Why do I lie? It’s like I’m protecting something small, fragile, vulnerable, still too delicate to see the world. My timid hope.
Jared watches me with curiosity but he soon goes back to feeding Tommy, without pressing the issue.
I sigh in relief.
The second month of the experimental treatment is ending soon and Blue promised thorough testing to check for progress, so next week I have a long appointment in his lab.
Maybe after that, when I know everything is going in the right direction, I’ll be able to tell Jared. Maybe then… I’ll finally start accepting it’s real.
???
Next week I meet with Blue in the lab. When I walk in, I notice a tall alpha with brown hair tinged with red standing by the entrance, seemingly guarding it, and his face strikes me as strangely familiar. He gives me a sharp look, then suddenly turns away as if he recognizes me but doesn’t want to engage, his cheeks flushing red. I shrug, because why should I care?

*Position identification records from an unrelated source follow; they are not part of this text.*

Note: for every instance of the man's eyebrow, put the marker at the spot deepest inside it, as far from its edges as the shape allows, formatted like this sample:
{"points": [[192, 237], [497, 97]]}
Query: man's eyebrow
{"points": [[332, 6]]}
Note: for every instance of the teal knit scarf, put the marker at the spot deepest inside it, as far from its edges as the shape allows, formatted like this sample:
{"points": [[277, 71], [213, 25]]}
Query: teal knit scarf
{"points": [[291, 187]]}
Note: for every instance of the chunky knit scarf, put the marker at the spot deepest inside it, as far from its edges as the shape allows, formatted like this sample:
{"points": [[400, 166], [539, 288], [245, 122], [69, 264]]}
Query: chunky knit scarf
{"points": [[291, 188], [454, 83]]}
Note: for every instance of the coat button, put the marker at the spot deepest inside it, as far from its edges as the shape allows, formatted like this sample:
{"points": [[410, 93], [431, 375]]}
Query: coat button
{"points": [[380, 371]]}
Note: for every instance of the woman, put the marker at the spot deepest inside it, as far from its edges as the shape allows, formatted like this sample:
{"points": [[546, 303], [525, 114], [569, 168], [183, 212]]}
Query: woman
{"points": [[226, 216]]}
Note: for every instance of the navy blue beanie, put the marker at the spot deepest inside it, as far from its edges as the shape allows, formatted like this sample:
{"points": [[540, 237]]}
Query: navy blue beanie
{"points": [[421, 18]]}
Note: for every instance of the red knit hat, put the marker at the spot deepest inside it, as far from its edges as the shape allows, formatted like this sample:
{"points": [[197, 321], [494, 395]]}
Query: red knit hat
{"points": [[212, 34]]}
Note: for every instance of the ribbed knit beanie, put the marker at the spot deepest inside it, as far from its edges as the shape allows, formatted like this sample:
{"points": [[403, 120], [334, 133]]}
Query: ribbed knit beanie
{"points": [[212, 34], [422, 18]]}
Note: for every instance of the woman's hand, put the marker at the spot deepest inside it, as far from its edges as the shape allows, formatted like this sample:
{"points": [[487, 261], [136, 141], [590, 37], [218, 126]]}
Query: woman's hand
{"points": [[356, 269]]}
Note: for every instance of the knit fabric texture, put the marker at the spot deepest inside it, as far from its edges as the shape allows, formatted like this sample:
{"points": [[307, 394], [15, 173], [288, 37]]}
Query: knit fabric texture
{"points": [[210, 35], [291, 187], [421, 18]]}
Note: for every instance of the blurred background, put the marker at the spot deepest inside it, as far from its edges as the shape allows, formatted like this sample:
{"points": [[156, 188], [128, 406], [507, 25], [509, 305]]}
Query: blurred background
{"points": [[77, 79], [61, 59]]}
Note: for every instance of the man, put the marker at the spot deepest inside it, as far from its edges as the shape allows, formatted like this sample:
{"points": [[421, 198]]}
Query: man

When I step inside, Blue greets me, and to my surprise, his usually distant, sour expression looks a little less lofty and a little less dry today.
He immediately gets to work and runs tests on me, checking my reaction to Bay’s antigens.
I know right away that the result is very good, because Blue has a little smirk at the corner of his mouth. He lifts his eyes over the lens of the microscope and says,
"Beautiful. The result is promising, Alex, even better than I expected. Increasing the dose sped up the process, so we madethe right call. The reaction is still there, but maybe at thirty percent of what it was before, and that is really good news."
My mouth falls open. Part of me has always carried this small doubt, because tests in a lab dish are one thing, but tests on a living body are something entirely different.
It was one of the reasons why I didn’t want to spread the news about the desensitization and even kept a dose of skepticism for myself. Now I feel a mix of disbelief and almost overwhelming joy. The realization that this nightmare is going to end soon sends a jolt through me, because all I want to do is call Bay and tell him we’re on the right track.
"Thank you, Blue," I whisper, swallowing tears. "Thank you so much."
The smirk never leaves Blue’s lips. "That is one of the reasons I wanted to become a scientist. Achieving things, making progress."
I press my hands to my face, fighting my emotions.
"I have to go, but I’ll be back next week for the next therapy session."
"Make sure you do!"
Blue gives me an all-knowing look and nods.
I rush out of the lab at full speed, nearly running straight into that young alpha who is still standing there. I try to pass him, and he quickly steps back as if trying to avoid slipping into my line of sight, but suddenly something clicks for me. Yes, many years have passed, but something in his features, the regular, classic lines, reminds me of the Nolan family.
"Gabriel? Gabriel Nolan?" I ask, slightly shocked.
The young alpha looks startled and ignores my question, his cheeks burning. He walks past me into the testing room and closes the door behind him. How rude!
For a moment I hesitate, wondering if I should follow him, but maybe I imagined it?
What would Gabriel, Bay’s cousin, be doing here anyway? I remember Gabriel fairly from years ago, when Bay saved him and Veyron from a runaway truck tire. Or was it the other way around? Gabriel warned us before it even happened… I shake my head and blink.
No, impossible. Just an illusion, a mirage.
I forget about it quickly.
In a joyful mood, I head home, getting ready to call Bay from my bed with a cup of tea in my hand, relaxing and savoring the thought of a future we might share, but the moment I step inside, I see that Jared has a guest.
It is Storm.
I stop dead in my tracks. Bay’s brother is sitting at the kitchen table with a large tablet propped in front of him.
When I come closer, they are both leaning over it intently, but they straighten up at the sight of me.